The release is planed for the second half of august. Indeed, I still have to write documentations (including a new page on the nagebra users guide) and refine the API. Any feedback before the release would be very useful to improve the quality of the actual release.

sebcrozet commented 7 years ago

Benchmarks

I'm pinging all the concerned library authors, in case they disagree with the way I used their libraries: @termoshtt, @Andlon, @brendanzab, @masonium, @AtheMathmo .

I've made some rudimentary benchmarks that you may execute yourself by cloning the rust_linalg_bench repository and running cargo bench. This benchmarks compares nalgebra, rulinalg, nalgebra-lapack, linxal, ndarray_linalg.

Note that:

Here are the benchmark results with an Intel(R) Core(TM) i7-3930K CPU @ 3.20GHz (for each test, the times are sorted from the fastest to the slowest). If I used the other libraries correctly, note that nalgebra often outperforms rulinalg. nalgebra-lapack also outperforms linxal and ndarray_linarg (even if they all use the same Lapack backend).

test linalg::cholesky::cholesky_100x100_na                    ... bench:      79,099 ns/iter (+/- 495)
test linalg::cholesky::cholesky_100x100_na_lapack             ... bench:      83,832 ns/iter (+/- 118,635)
test linalg::cholesky::cholesky_100x100_rulinalg              ... bench:      91,186 ns/iter (+/- 1,326)

test linalg::cholesky::cholesky_200x200_na_lapack             ... bench:     204,466 ns/iter (+/- 80,880)
test linalg::cholesky::cholesky_200x200_na                    ... bench:     560,173 ns/iter (+/- 2,410)
test linalg::cholesky::cholesky_200x200_rulinalg              ... bench:     601,727 ns/iter (+/- 2,247)

test linalg::cholesky::cholesky_500x500_na_lapack             ... bench:   1,196,005 ns/iter (+/- 493,191)
test linalg::cholesky::cholesky_500x500_rulinalg              ... bench:   8,437,363 ns/iter (+/- 245,283)
test linalg::cholesky::cholesky_500x500_na                    ... bench:   8,462,242 ns/iter (+/- 136,445)

test linalg::cholesky::cholesky_unpack_100x100_na_lapack      ... bench:      76,778 ns/iter (+/- 22,059)
test linalg::cholesky::cholesky_unpack_100x100_na             ... bench:      80,384 ns/iter (+/- 265)
test linalg::cholesky::cholesky_unpack_100x100_rulinalg       ... bench:      96,154 ns/iter (+/- 244)
test linalg::cholesky::cholesky_unpack_100x100_ndarray_linalg ... bench:     114,380 ns/iter (+/- 16,933)
test linalg::cholesky::cholesky_unpack_100x100_linxal         ... bench:     120,257 ns/iter (+/- 39,094)

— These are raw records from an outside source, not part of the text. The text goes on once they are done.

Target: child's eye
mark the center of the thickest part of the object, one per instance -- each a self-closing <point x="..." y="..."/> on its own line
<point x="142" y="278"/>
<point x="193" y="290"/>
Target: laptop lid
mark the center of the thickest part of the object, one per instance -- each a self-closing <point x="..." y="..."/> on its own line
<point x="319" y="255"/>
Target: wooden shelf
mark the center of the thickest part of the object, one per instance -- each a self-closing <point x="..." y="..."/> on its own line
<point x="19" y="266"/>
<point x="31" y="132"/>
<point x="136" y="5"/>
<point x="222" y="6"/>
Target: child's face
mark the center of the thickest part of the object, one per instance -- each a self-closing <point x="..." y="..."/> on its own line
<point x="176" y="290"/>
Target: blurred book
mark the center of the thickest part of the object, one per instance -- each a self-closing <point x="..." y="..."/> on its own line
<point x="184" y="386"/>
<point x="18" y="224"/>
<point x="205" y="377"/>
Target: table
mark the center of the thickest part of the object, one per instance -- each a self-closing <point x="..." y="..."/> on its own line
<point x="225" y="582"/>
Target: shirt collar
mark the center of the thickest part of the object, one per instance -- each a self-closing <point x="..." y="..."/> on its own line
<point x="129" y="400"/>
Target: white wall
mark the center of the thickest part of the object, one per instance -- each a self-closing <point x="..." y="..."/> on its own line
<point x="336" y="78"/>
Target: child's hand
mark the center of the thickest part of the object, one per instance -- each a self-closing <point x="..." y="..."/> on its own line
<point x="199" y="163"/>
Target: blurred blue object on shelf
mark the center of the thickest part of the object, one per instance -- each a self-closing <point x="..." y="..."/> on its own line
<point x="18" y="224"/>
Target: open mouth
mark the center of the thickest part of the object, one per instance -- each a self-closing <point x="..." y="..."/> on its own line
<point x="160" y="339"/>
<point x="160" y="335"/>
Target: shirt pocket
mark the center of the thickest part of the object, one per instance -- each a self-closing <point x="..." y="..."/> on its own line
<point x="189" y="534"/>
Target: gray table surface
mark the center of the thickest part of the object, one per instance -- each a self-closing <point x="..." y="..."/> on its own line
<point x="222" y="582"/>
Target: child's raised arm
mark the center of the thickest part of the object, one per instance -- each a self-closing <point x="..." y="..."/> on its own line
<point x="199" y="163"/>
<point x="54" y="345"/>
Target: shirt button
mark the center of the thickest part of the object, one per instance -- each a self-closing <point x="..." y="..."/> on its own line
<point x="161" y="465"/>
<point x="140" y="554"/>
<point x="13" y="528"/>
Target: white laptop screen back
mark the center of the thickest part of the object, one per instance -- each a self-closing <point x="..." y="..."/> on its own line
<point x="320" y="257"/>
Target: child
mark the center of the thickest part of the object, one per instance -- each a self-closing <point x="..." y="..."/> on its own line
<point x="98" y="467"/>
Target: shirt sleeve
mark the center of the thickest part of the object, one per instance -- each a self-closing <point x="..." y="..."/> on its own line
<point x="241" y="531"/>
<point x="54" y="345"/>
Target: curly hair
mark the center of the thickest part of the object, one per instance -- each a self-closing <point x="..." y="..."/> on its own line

test linalg::cholesky::cholesky_unpack_200x200_na_lapack      ... bench:     219,788 ns/iter (+/- 37,601)
test linalg::cholesky::cholesky_unpack_200x200_ndarray_linalg ... bench:     348,092 ns/iter (+/- 60,603)
test linalg::cholesky::cholesky_unpack_200x200_linxal         ... bench:     377,128 ns/iter (+/- 243,553)
test linalg::cholesky::cholesky_unpack_200x200_na             ... bench:     568,680 ns/iter (+/- 2,028)
test linalg::cholesky::cholesky_unpack_200x200_rulinalg       ... bench:     619,849 ns/iter (+/- 1,597)

test linalg::cholesky::cholesky_unpack_500x500_na_lapack      ... bench:   1,046,094 ns/iter (+/- 319,187)
test linalg::cholesky::cholesky_unpack_500x500_ndarray_linalg ... bench:   2,741,188 ns/iter (+/- 708,088)
test linalg::cholesky::cholesky_unpack_500x500_linxal         ... bench:   2,844,677 ns/iter (+/- 1,445,580)
test linalg::cholesky::cholesky_unpack_500x500_rulinalg       ... bench:   8,517,809 ns/iter (+/- 105,862)
test linalg::cholesky::cholesky_unpack_500x500_na             ... bench:   8,543,781 ns/iter (+/- 176,950)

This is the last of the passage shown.